Two streets on, Perlmann saw an unprepossessing sign: trattoria. He parted the glass-bead curtain, walked down the long, gloomy corridor and suddenly found himself in a bright, glass-roofed internal courtyard with dining tables covered by red-and-white checked tablecloths. The room was empty, and Perlmann had to call twice before the proprietor arrived wearing an apron. They themselves had just eaten, he said genially, but Perlmann could still have a minestrone and a plate of pasta. Then, when he brought the food, his wife and daughter appeared as well. Perlmann was itching to read the chronicle, but the family was curious to find out about the man with the big book who plainly lived against the grain of the daily rhythm. In return for their hospitality at such an unusual time, Perlmann told them about the research group. Investigating languages, that was interesting, they thought, and he had to tell them more and more. Sandra in particular, the thirteen-year-old daughter with the long, pitch-black hair, asked question after question, and her parents were visibly proud to have a daughter with such a thirst for knowledge. Talking about these subjects went amazingly well given his poor Italian. Perlmann was pleased with every successful turn of phrase that he wouldn’t have thought himself capable of, and this delight at his linguistic success, along with the desire not to disappoint Sandra made him draw a positive, almost enthusiastic picture of what they were doing over at the hotel, which was grotesquely at odds with his internal misery. When the proprietor and his family finally withdrew to leave him to read, in their eyes he was an enviable man who was lucky enough to do exactly what interested him most; the rare case, then, of a man who lived in perfect harmony with himself.

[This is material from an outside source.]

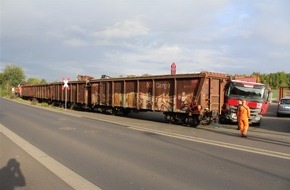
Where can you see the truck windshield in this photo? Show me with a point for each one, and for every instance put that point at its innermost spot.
(241, 90)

Perlmann opened the book at the year of his high-school graduation. The first controlled nuclear fusion. A come-back for De Gaulle. Boris Pasternak forced to give back the Nobel Prize. There had been elections in Italy. Pope Pius XII had died. The Torre Velasca in Milan had been completed. The Bishop of Prato, who had insulted a couple as pubblici concubini and pubblici peccatori because they had refused a church wedding, was accused of slander before a court, fined and later, after a rebellion of the church, absolved on the grounds of insindacabilità dell’atto .
Perlmann read with his eyes aflame. The texts weren’t demanding, and by and large his Italian was up to the task. The whole thing was written in a sensational style and had a tabloid whiff about it, but that didn’t bother him. He actually enjoyed it, and the fact that the selection of events was made from the Italian perspective gave the affair an exotic charm. He was boundlessly surprised by his fascination, when he read, for example, that the Hungarian uprising, which had been a great embarrassment to the Italian Communists two years previously, had not lost the Party any votes in the elections. He couldn’t understand why he asked Sandra to bring him one espresso after another, while smoking like a chimney. But he enjoyed surprising himself by making an unexpected discovery about himself, which, he felt vaguely, could be the start of something.